As to what buildings you make, it is fun to have a theme or idea of how they all inter-relate. It can be anything, such as a theme of making a '50s small town, or silly - take the Blazing Saddles approach (every business in town was named "Johnson"). Some theme, serious or silly , makes it more, well, fun. I have one area of my layout that is nothing but car dealers (so I have places to display diecast cars) and another where I try to reproduce the main street in my grandfather's hometown when I was a kid. Regardless, some theme you like makes it more fun . . .
Your idea of buildings that you can " lift out and replace" is a great one and I recommend taking that route. The reasons are: First, you can work on the building off the layout. Second, you can move buildings around: about 30% of the buildings on my layout have moved as I gradually found a better arrangement for them. Third, you can build more buildings than will fit, switching them out from time to time: I'm at this point now: when I complete new building it often has to replace an old one because there is no room for all of them.
Anyway, there are two ways to do this "lift off and replace." The first is the obvious approach - build the building itself freestanding but never glue it to the layout, as in the two pictures below. However, you might learn some things, as I did, by studying the Woodland Scenics built-ups - that company very cleverly glues 'attachments' to their edges of buildings like trashcans and dumsters against the back and side wall, a dog sleeping near the front door, bikes or scooters leaning against a side wall, etc., that add a lot to the building's look when on the layout. Completes the look once the building is in place. I do a lot of this now, having learned from them. Anyway, an example of such a building on my layout -
The Indian Restaurant is there . . .

Two seconds later, the Indian Restaurant is not there . . . (I put it back after this photo)

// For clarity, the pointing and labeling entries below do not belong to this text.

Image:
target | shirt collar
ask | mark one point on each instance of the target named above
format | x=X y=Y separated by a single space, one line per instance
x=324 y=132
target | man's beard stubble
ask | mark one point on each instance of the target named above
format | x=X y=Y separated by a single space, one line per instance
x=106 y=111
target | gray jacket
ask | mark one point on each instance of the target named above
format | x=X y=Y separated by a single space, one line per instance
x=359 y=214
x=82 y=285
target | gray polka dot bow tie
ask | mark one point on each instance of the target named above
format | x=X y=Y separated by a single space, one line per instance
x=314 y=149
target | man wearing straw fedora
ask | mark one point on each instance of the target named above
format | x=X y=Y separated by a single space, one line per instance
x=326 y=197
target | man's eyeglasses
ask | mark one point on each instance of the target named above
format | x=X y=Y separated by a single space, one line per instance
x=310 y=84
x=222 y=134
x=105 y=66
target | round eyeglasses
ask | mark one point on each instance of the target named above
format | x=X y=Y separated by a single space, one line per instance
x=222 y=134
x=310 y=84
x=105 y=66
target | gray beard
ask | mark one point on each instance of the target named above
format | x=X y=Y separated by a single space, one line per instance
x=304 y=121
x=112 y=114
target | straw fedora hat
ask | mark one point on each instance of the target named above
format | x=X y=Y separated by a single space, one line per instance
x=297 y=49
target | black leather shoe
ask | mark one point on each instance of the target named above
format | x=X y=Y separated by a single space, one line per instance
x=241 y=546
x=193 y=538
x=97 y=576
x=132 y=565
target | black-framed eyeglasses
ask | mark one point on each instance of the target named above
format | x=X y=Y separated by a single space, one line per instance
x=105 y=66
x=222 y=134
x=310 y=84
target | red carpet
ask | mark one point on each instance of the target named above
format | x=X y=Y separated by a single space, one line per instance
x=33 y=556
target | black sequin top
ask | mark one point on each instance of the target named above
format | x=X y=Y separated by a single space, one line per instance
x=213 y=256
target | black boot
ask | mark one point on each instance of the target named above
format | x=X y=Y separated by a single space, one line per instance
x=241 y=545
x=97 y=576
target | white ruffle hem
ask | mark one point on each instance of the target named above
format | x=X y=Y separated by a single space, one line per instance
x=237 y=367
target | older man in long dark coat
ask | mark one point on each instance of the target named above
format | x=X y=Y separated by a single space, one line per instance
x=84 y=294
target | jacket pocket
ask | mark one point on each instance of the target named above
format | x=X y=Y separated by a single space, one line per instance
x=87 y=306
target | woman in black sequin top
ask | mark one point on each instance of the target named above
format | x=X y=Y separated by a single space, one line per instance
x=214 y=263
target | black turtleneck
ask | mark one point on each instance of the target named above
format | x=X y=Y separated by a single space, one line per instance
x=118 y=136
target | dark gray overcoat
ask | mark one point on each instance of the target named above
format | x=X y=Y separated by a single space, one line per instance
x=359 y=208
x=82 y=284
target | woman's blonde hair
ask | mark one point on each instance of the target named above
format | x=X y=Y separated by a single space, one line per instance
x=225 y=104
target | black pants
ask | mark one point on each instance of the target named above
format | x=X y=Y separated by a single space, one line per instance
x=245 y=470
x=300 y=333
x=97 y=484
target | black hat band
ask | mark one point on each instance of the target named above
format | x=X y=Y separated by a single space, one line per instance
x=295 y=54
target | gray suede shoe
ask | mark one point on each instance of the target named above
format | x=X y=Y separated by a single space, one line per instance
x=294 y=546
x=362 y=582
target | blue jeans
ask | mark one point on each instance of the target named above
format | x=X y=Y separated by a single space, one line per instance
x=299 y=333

The second approach, which I use more often, is to build the building and area immediately around it as a "vignette" on a small piece of wood. I then leave a hole or a space sized for that piece on the layout. I build small vignettes on 1/8 inch model plywood, larger ones on 1/4" plywood or foamboard if light. The pallet below is a modified/bashed Woodland Scenics Harley shop turned into a moonshiner's garage. I did the entire 14" x 11" scene off the layout and then transfer it to "hole" in the layout where it fits, doing all the tiny detail and wiring it (there is a welder under the '50 Ford as a guy under there puts on a tiny set of headers) before just transferring it to the layout. If this approach interests you, I posted pictures earlier this past week on the 3-rail forum about my "Race Team Headquarters" which is the largest pallet I have made so far that show more detail on the method.
Lucus Doolin's Moonshiners garage is a 14" x 11" assembly, complete, that slips into a 14" x 11" hole on the layout.